The winners were determined based on a pre-selection from Elsevier's Scopus database, followed by a thorough evaluation by a professional jury made up of an independent president, Martin Schuurmans, and three experts: Eppo Bruins (director of Technology Foundation STW) for the SE category, Colja Laane (director of the Netherlands Genomics Initiative) for the LS category and Lex Meijdam (dean of the Tilburg School of Economics and Management at Tilburg University) for the HS category.

The jury members assessed the candidates based on, among other things, the number of publications and citations, the reach and quality of the journals in which they were published, how often they were named as first author and the relevance of the research field for future research.

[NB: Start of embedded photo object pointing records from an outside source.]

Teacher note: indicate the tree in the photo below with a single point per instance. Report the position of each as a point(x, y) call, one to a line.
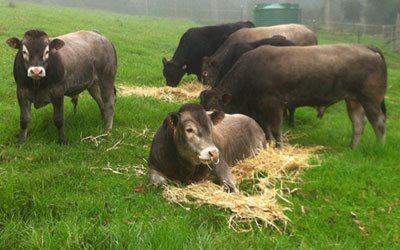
point(381, 12)
point(352, 10)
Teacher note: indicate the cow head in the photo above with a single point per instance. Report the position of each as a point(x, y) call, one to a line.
point(192, 134)
point(173, 72)
point(208, 71)
point(35, 48)
point(215, 99)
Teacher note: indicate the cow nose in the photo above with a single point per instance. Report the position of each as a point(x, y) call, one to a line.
point(214, 155)
point(36, 71)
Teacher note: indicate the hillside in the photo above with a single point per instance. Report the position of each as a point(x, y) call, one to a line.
point(85, 195)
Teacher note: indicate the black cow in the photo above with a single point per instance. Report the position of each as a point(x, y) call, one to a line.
point(196, 43)
point(47, 69)
point(299, 34)
point(238, 49)
point(192, 145)
point(266, 80)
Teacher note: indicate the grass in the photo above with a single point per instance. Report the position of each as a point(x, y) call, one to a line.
point(54, 196)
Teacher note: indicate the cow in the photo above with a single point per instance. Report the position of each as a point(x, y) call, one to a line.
point(300, 35)
point(194, 44)
point(266, 80)
point(238, 49)
point(47, 69)
point(192, 145)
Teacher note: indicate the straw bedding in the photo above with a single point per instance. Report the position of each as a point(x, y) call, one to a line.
point(268, 173)
point(183, 93)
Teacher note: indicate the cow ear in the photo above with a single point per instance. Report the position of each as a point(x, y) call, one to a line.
point(173, 119)
point(56, 44)
point(217, 117)
point(14, 43)
point(226, 98)
point(206, 60)
point(165, 61)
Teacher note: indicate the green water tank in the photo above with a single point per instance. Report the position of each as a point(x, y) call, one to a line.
point(276, 13)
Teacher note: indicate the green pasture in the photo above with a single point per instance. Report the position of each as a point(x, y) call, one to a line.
point(66, 197)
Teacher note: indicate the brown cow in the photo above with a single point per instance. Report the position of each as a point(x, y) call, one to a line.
point(47, 69)
point(300, 35)
point(192, 145)
point(266, 80)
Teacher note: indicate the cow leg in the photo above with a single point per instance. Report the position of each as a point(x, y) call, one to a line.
point(58, 117)
point(357, 117)
point(377, 119)
point(74, 101)
point(224, 176)
point(291, 116)
point(267, 130)
point(25, 117)
point(94, 91)
point(104, 104)
point(107, 91)
point(321, 111)
point(156, 178)
point(276, 127)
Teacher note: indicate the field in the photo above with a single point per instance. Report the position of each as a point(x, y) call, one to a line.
point(54, 196)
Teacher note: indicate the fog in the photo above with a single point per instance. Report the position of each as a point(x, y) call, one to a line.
point(214, 11)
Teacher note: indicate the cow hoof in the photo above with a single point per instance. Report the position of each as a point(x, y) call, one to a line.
point(230, 188)
point(63, 141)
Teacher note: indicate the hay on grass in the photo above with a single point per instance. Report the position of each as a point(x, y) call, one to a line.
point(182, 93)
point(268, 171)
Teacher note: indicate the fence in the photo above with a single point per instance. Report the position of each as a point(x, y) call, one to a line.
point(390, 34)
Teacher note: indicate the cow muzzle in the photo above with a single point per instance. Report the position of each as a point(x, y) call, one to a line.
point(36, 72)
point(209, 154)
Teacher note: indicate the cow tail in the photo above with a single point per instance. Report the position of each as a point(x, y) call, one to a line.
point(378, 51)
point(383, 107)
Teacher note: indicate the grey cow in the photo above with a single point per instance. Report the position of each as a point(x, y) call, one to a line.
point(47, 69)
point(192, 145)
point(266, 80)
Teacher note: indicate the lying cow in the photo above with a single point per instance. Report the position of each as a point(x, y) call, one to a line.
point(300, 35)
point(266, 80)
point(47, 69)
point(192, 145)
point(196, 43)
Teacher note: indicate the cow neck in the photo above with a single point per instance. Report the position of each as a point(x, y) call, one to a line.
point(36, 84)
point(183, 168)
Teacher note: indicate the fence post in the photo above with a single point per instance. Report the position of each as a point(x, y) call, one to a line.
point(396, 39)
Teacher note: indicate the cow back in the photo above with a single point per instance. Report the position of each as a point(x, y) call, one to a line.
point(238, 137)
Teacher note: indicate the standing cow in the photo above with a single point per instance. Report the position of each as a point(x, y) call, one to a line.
point(300, 35)
point(266, 80)
point(47, 69)
point(196, 43)
point(192, 145)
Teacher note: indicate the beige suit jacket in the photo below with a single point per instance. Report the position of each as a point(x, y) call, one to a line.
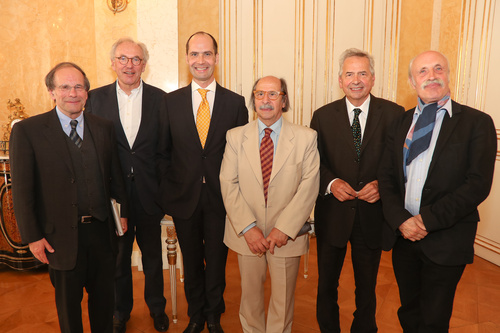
point(293, 186)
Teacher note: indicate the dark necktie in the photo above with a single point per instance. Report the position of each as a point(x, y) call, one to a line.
point(419, 139)
point(356, 131)
point(73, 135)
point(266, 159)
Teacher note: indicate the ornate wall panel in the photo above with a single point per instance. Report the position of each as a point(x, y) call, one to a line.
point(478, 81)
point(301, 41)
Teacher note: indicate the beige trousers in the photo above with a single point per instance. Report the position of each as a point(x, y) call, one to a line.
point(283, 272)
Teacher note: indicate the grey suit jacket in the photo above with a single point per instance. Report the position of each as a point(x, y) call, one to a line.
point(141, 157)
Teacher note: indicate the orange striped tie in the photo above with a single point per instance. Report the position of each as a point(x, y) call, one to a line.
point(266, 159)
point(203, 117)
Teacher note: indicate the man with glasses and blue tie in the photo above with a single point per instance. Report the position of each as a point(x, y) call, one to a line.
point(269, 181)
point(437, 168)
point(135, 107)
point(65, 168)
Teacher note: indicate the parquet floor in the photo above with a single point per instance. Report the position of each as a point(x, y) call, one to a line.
point(27, 300)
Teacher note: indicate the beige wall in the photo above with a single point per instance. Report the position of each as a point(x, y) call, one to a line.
point(35, 36)
point(417, 22)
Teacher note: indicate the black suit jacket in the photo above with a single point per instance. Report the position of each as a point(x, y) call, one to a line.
point(183, 163)
point(458, 180)
point(334, 219)
point(141, 157)
point(44, 187)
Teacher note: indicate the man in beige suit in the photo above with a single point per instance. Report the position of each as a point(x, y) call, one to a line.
point(269, 181)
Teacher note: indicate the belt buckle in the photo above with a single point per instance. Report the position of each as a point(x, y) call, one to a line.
point(86, 219)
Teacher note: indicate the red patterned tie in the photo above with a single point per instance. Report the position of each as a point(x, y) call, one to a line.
point(266, 159)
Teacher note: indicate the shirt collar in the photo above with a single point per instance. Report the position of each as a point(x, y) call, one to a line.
point(134, 91)
point(364, 107)
point(64, 119)
point(211, 87)
point(444, 103)
point(276, 127)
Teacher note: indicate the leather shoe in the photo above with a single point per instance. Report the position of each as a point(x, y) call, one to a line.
point(215, 328)
point(161, 322)
point(119, 326)
point(194, 328)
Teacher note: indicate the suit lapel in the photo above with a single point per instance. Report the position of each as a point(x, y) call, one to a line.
point(55, 135)
point(217, 112)
point(110, 107)
point(343, 125)
point(399, 140)
point(447, 128)
point(251, 149)
point(97, 136)
point(146, 113)
point(283, 149)
point(372, 121)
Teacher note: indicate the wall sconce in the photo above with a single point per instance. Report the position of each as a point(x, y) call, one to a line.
point(117, 6)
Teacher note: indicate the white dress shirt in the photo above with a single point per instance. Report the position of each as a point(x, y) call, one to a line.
point(130, 107)
point(363, 116)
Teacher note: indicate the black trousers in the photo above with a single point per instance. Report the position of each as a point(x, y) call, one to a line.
point(201, 238)
point(146, 229)
point(426, 289)
point(365, 262)
point(94, 271)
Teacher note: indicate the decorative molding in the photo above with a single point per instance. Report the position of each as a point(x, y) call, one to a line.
point(474, 52)
point(487, 249)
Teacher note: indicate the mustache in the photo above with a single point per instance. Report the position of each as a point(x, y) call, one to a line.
point(266, 106)
point(438, 81)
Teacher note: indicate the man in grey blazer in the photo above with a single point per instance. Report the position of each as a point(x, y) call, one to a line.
point(134, 107)
point(348, 208)
point(65, 169)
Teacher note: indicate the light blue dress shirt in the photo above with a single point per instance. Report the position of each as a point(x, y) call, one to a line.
point(276, 127)
point(64, 119)
point(418, 168)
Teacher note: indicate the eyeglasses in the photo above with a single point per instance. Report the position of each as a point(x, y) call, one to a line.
point(272, 95)
point(136, 61)
point(67, 88)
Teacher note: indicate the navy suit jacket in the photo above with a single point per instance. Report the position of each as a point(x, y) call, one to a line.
point(458, 180)
point(44, 187)
point(182, 162)
point(334, 219)
point(141, 156)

About the Dutch Scopus Young Researcher Awards

Following the lead of 15 other countries, including China, India, Russia, Australia and the UK, the Scopus Young Researcher Awards were presented for the first time in the Netherlands on Tuesday, 11 June 2013. The awards were established by the publisher Elsevier with the aim of recognising and rewarding the talent, knowledge and expertise of young scientists from all over the world. The award serves as an encouragement and incentive for other young scientists wishing to make a career in the world of science. It is also important for the Netherlands if it wants to remain one of the top knowledge economies in the world.